L’indice suggerisce poi che un contesto favorevole per l’imprenditorialità femminile non è necessariamente legato alla ricchezza e allo sviluppo di una nazione. Infatti, paesi con condizioni di sostegno meno favorevoli come l’Uganda, il Ghana e il Botswana si classificano tra i primi tre mercati per i tassi di proprietà imprenditoriale femminile. In questi mercati, le donne sono considerate imprenditrici “guidate dalla necessità”, ovvero spinte a fare impresa da un’esigenza di sopravvivenza nonostante la mancanza di capitale finanziario e accesso a servizi abilitanti.

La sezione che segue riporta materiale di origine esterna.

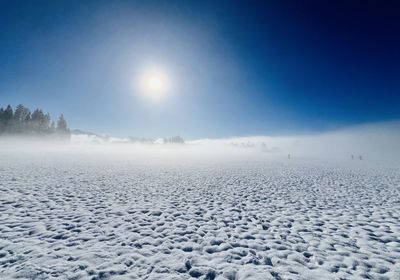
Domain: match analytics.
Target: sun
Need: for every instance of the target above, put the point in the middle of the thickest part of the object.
(155, 83)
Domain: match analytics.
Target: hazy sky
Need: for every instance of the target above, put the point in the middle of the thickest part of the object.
(234, 68)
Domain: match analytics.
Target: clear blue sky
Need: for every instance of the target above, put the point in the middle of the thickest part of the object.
(239, 68)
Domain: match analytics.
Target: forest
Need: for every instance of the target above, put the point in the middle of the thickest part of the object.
(21, 121)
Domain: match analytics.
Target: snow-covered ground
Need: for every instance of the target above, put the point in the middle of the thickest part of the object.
(102, 217)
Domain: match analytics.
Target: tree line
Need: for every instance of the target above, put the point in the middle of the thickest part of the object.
(22, 121)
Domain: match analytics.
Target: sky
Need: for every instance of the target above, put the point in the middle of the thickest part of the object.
(233, 68)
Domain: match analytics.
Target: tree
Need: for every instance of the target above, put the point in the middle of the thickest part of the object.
(8, 117)
(62, 126)
(22, 116)
(22, 121)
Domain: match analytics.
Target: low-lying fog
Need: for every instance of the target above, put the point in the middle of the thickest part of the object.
(372, 142)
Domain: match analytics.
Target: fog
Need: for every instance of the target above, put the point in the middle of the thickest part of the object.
(372, 142)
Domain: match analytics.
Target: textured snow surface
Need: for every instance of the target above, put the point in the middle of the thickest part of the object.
(221, 219)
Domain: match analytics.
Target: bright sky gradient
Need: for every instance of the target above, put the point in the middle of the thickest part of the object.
(235, 68)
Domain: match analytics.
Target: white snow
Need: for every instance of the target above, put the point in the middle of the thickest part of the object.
(76, 215)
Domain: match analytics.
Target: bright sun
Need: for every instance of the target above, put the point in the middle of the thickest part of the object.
(155, 83)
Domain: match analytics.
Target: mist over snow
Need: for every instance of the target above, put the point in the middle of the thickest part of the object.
(378, 141)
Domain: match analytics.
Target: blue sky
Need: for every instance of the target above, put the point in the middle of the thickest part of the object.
(238, 67)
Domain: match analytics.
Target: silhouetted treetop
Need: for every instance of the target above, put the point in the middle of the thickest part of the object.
(23, 122)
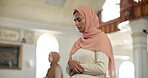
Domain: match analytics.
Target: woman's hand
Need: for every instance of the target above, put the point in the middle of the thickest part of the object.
(75, 66)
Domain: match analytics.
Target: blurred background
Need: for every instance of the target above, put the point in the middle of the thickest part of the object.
(41, 26)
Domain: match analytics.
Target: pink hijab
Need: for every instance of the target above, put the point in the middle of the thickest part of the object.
(93, 38)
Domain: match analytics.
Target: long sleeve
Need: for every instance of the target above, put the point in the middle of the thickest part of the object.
(99, 67)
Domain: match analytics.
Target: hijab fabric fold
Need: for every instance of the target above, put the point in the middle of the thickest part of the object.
(93, 38)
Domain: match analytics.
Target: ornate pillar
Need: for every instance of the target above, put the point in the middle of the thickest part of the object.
(140, 52)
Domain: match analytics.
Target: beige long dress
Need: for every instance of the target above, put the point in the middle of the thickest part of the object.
(95, 64)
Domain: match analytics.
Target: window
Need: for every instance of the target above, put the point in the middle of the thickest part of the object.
(126, 70)
(45, 44)
(111, 10)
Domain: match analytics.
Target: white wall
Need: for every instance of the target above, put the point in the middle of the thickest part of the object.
(66, 37)
(28, 53)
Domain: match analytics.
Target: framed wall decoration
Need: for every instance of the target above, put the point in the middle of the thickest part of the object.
(10, 56)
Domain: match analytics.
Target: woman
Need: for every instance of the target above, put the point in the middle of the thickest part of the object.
(55, 71)
(91, 55)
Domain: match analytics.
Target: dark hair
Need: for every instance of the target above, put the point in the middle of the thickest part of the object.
(75, 12)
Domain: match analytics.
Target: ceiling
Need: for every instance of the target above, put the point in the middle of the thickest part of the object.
(56, 12)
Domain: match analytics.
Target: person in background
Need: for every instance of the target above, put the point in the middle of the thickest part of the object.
(55, 70)
(91, 55)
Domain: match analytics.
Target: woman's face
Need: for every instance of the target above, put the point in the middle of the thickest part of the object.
(79, 22)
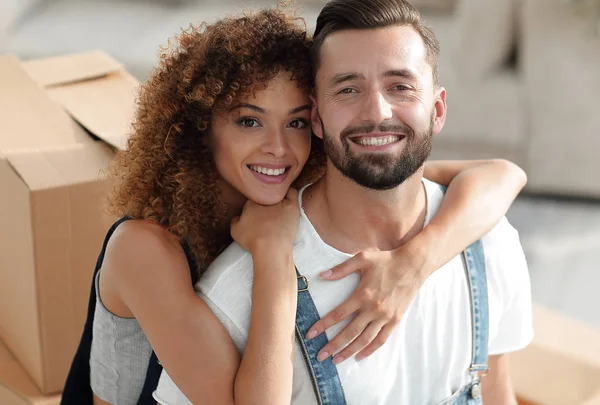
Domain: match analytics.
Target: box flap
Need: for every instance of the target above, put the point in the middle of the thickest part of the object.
(60, 70)
(94, 89)
(30, 119)
(104, 106)
(553, 370)
(56, 167)
(14, 379)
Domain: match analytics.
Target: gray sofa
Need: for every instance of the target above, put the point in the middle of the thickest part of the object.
(522, 75)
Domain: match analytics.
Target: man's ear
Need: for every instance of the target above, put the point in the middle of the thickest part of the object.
(439, 113)
(315, 119)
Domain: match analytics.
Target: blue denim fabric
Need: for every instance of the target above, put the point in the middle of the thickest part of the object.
(476, 278)
(325, 379)
(326, 382)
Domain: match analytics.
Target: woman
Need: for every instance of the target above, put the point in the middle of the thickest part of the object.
(235, 91)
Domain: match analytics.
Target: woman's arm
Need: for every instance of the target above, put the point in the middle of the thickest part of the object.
(480, 193)
(266, 373)
(190, 341)
(478, 196)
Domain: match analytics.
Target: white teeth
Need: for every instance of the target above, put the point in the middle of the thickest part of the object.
(377, 141)
(268, 172)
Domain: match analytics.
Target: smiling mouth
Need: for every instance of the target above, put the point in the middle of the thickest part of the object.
(269, 171)
(377, 140)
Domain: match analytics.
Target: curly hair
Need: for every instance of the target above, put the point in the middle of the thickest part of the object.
(167, 173)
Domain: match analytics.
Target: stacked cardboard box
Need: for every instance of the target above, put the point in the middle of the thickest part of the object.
(16, 387)
(60, 122)
(562, 364)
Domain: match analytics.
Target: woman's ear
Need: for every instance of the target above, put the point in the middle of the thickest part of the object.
(315, 118)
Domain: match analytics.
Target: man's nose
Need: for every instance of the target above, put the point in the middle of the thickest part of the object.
(376, 108)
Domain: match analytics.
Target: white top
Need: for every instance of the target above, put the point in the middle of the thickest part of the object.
(426, 358)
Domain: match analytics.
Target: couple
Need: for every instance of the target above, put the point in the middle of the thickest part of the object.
(224, 127)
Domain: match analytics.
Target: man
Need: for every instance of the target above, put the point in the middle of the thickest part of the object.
(377, 106)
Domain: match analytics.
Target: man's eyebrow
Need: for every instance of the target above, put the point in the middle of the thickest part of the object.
(250, 106)
(406, 73)
(344, 77)
(298, 109)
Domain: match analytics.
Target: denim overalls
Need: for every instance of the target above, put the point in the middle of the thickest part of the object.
(325, 379)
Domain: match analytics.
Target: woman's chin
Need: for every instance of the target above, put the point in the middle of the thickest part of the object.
(267, 198)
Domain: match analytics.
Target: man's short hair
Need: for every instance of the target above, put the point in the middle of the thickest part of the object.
(338, 15)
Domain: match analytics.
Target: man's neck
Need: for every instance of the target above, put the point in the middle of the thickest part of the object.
(352, 219)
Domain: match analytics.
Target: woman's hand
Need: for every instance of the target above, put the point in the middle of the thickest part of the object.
(262, 226)
(479, 195)
(389, 283)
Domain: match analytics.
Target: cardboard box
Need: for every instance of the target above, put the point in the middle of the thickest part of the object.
(16, 388)
(562, 364)
(57, 118)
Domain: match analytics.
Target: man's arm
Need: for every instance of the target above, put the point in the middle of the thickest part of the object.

Certificando così da un lato la particolarità dell’ingegno femminile, che riesce a ideare modelli di impresa anche in condizioni sfavorevoli, dall’altro il fatto che le donne hanno quel quid che è fondamentale per essere imprenditori: non si lasciano scoraggiare da un contesto negativo o di fronte a limiti che sembrano insuperabili.

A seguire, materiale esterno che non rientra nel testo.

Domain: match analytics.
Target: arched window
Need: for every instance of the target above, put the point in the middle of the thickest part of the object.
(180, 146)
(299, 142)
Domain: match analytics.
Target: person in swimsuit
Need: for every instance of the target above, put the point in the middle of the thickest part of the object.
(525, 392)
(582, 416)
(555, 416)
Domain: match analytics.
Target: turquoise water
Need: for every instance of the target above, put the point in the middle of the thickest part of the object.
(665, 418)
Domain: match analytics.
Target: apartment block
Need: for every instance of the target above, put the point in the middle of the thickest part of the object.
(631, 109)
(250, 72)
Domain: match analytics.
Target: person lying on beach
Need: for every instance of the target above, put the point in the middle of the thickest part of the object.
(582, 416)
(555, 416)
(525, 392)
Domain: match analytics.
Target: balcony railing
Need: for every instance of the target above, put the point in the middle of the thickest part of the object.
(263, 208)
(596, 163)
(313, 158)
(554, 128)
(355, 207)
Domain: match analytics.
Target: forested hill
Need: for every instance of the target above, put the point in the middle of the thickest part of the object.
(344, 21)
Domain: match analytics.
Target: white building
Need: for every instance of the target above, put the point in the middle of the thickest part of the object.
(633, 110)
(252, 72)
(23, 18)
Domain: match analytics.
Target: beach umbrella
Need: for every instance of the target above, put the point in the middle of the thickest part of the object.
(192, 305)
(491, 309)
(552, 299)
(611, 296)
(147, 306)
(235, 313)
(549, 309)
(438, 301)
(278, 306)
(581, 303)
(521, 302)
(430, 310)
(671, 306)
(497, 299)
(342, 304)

La top 10 che esprime in termini percentuali le attività imprenditoriali femminili sul totale di attività presenti in loco dà evidenza a questa analisi:
  • Uganda 38,2%
  • Ghana 37,9%
  • Botswana 36,0%
  • Stati Uniti 35,1%
  • Nuova Zelanda 31,8%
  • Russia 31,2%
  • Malawi 31,1%
  • Australia 30,9%
  • Angola 30,3%
  • Portogallo 30,2%
 

Italia: si può fare di più

Secondo l’Index 2019 l’Italia è al 45° posto della classifica, con un punteggio pari a 53,2, una posizione in leggera crescita ma in generale molto stabile e indietro rispetto al resto dei paesi europei e alle economie sviluppate del mondo.  Secondo l’indice che identifica il tasso di iniziativa imprenditoriale delle donne (il Women Business Ownership Rate) l’Italia si posiziona al 31° posto, in posizione stabile, con ancora solo il 25,2% di imprenditrici nel totale nazionale.Un dato positivo che emerge dalla ricerca è che in termini di avanzamento nella generale progressione di carriera (indice Women’s Advancement Outcome), in Italia le donne registrano una leggera crescita (6,9%) in un environment che in generale è caratterizzato da un altro tasso di inclusione finanziaria e dunque di accesso agli strumenti finanziari, con il 90% delle donne che possiede un conto bancario e da una generale facilità di coltivare il proprio business.